If your debt level has been stagnant since January or you’re finding it tough to meet your savings goals, put the next lazy day to good use and get your budget under control.

The National Foundation for Credit Counseling suggests consumers, regardless of their financial position, track their spending for at least 30 days to get a better sense of where their money is going, highlight areas of waste, and establish better saving habits.4

“Write down every cent you spend, and then put your spending into categories,” the NFCC suggested in its guidelines on mid-year financial planning. “At this point you can make conscious decisions regarding how you want to spend moving forward.” (Related: Budget basics)

Look for opportunities to liberate cash flow by halting memberships in clubs you don’t use, slashing your cable bill, and swapping one trip per year for a staycation.

Remember, too, that your disposable income (or spending money) is what’s left over after you fund your long-term financial goals, such as saving for a down payment on a house and saving for retirement.

Most financial professionals recommend saving 10 to 15 percent of your annual salary for retirement. That’s easiest done by “paying yourself first” through automated deferrals at work.

If you are consistently unable to save what you need to secure your future, you may be living beyond your means, which means more drastic measures may be in order, including downsizing to less expensive housing.

5. Tackle your taxes

Most of us only pay attention to taxes in December, when it’s too late to implement many of the most effective tax-saving strategies. If you meet with your tax professional now, however, you can potentially still maximize deductions and prevent future penalties.
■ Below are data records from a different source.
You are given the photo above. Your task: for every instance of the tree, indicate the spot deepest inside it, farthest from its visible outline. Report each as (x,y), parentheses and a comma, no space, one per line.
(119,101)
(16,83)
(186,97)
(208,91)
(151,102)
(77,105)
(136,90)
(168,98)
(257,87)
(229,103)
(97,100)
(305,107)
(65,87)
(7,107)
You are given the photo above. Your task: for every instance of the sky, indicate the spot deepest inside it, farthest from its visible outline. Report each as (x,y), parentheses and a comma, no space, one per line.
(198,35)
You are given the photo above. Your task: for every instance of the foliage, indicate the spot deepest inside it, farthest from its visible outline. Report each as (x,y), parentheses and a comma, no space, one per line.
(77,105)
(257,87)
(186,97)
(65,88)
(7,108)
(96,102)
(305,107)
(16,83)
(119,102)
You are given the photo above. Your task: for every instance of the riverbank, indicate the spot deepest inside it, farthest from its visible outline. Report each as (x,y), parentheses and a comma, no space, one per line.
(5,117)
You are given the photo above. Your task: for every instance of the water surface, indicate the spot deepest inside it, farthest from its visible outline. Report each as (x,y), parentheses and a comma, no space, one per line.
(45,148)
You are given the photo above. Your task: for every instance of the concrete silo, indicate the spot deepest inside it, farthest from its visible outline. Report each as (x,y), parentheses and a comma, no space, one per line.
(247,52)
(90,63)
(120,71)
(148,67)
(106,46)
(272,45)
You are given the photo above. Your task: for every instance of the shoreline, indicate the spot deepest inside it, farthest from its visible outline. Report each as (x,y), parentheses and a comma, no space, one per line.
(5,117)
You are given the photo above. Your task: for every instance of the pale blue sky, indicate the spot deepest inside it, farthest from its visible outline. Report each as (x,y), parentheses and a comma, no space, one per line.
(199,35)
Specifically, financial experts and tax professionals routinely suggest taxpayers check their withholding to be sure they’re on track to pay what they owe and nothing more. Withhold too much and you’ll get a refund when you file your return next year, but you will also miss out on an opportunity to invest that money for compounded growth or use it to reduce your debt. By overpaying monthly, you effectively give the government an interest-free loan.
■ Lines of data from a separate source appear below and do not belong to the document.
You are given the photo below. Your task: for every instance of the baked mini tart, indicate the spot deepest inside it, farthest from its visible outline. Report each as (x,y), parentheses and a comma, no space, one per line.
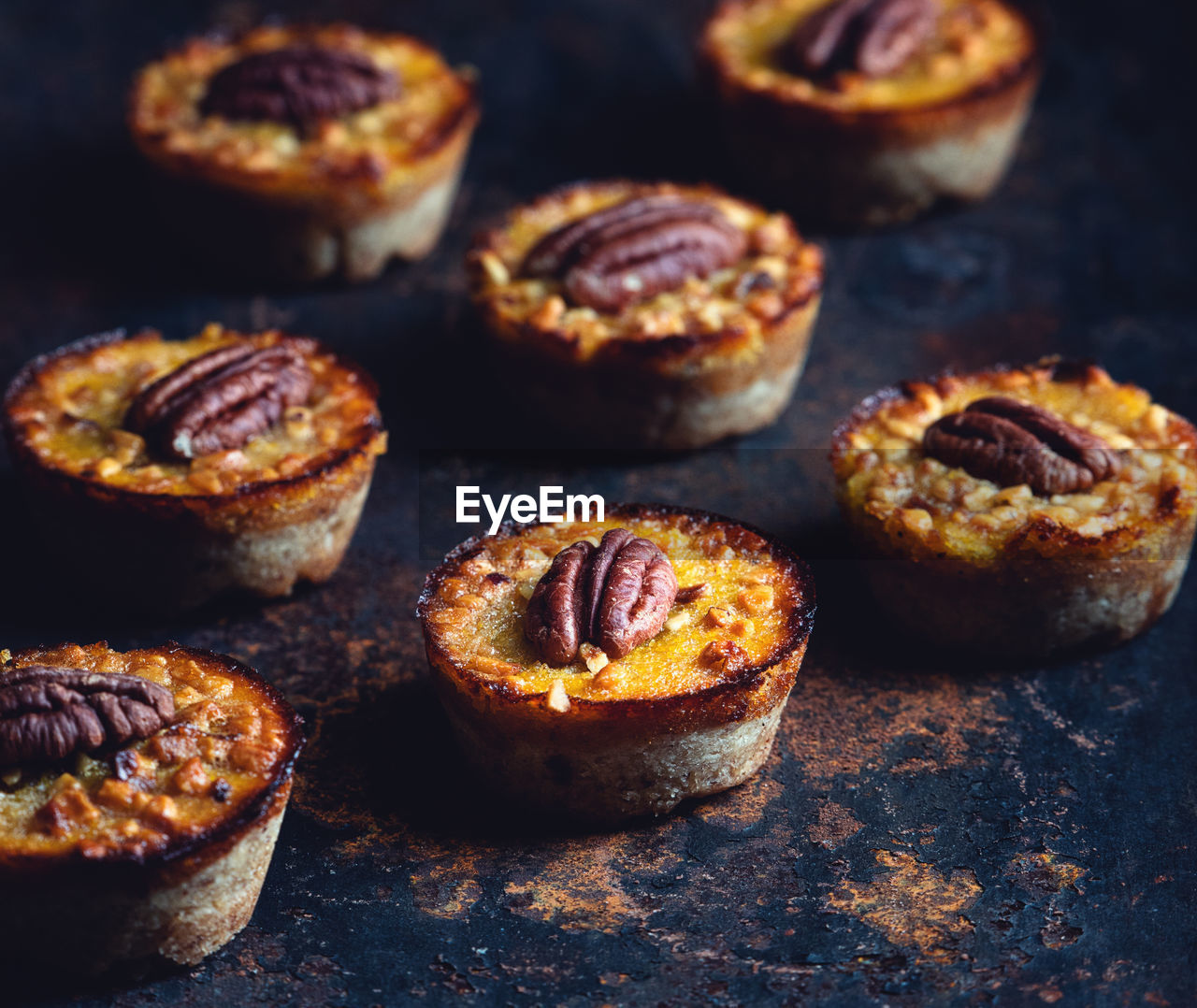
(685,699)
(868,111)
(651,315)
(142,828)
(966,545)
(255,485)
(303,152)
By contrast, if you owed money in prior years, financial professionals commonly advise that you should consider reducing your withholding allowances now, which will result in a lower monthly paycheck but may result in either a slight refund or zero tax liability next spring. Ask your human resources department for a new W-4 form to facilitate the change.

Online calculators and tax preparation firms offer basic guidance on how many withholding allowances you may want to take to maximize your tax refund, or your take-home pay, but a tax or financial professional can provide personalized expertise.
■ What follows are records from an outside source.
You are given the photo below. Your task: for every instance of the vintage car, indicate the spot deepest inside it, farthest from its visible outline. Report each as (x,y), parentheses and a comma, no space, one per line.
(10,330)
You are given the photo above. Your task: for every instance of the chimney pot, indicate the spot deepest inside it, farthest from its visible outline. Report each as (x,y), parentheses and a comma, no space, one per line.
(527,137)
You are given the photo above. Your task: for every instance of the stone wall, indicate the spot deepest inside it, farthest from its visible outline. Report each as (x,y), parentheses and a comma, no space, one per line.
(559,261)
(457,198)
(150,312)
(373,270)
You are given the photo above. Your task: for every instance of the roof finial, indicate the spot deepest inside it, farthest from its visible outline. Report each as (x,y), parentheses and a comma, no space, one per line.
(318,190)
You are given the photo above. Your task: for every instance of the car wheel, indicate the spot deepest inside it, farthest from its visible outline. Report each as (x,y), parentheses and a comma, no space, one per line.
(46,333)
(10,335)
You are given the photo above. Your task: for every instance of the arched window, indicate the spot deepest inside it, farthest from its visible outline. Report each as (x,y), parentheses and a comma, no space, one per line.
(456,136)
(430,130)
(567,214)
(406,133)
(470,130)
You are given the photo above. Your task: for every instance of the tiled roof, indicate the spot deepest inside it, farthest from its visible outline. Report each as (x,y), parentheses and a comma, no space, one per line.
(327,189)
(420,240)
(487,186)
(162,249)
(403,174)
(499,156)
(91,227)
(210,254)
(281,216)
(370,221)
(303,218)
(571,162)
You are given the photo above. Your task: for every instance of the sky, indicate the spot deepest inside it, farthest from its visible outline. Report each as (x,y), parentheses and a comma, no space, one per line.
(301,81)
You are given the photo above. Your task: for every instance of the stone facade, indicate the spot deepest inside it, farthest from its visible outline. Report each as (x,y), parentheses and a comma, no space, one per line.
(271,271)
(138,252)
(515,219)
Look, too, for opportunities to maximize charitable deductions, begin harvesting investment losses to offset current year capital gains, and spend down your Flexible Spending Account (FSA). FSAs are funded with pre-tax dollars and can be used to help pay for qualified medical and dependent care expenses, but any money not used by year-end gets forfeited.

“It’s a use it or lose it account so if you’re not about halfway through your account at this point in the year start looking for ways to ramp up your eligible spending by scheduling doctor’s visits and making vision appointments,” said Schuette.

Similarly, to avoid a current year penalty, self-employed individuals should be sure they’re making their required estimated quarterly tax payments, and are on track to pay either 90 percent of what they will owe for this year or at least as much as they owed last year, whichever is less.5

The year is still young for retirement savers, borrowers, and taxpayers who are serious about getting their financial house in order. By examining your finances or working closely with a financial professional, you can potentially use the remaining months of the year to maximize your 2019 tax deductions, eliminate debt, and develop a saving and spending plan that will help you meet both your short- and long-term financial goals.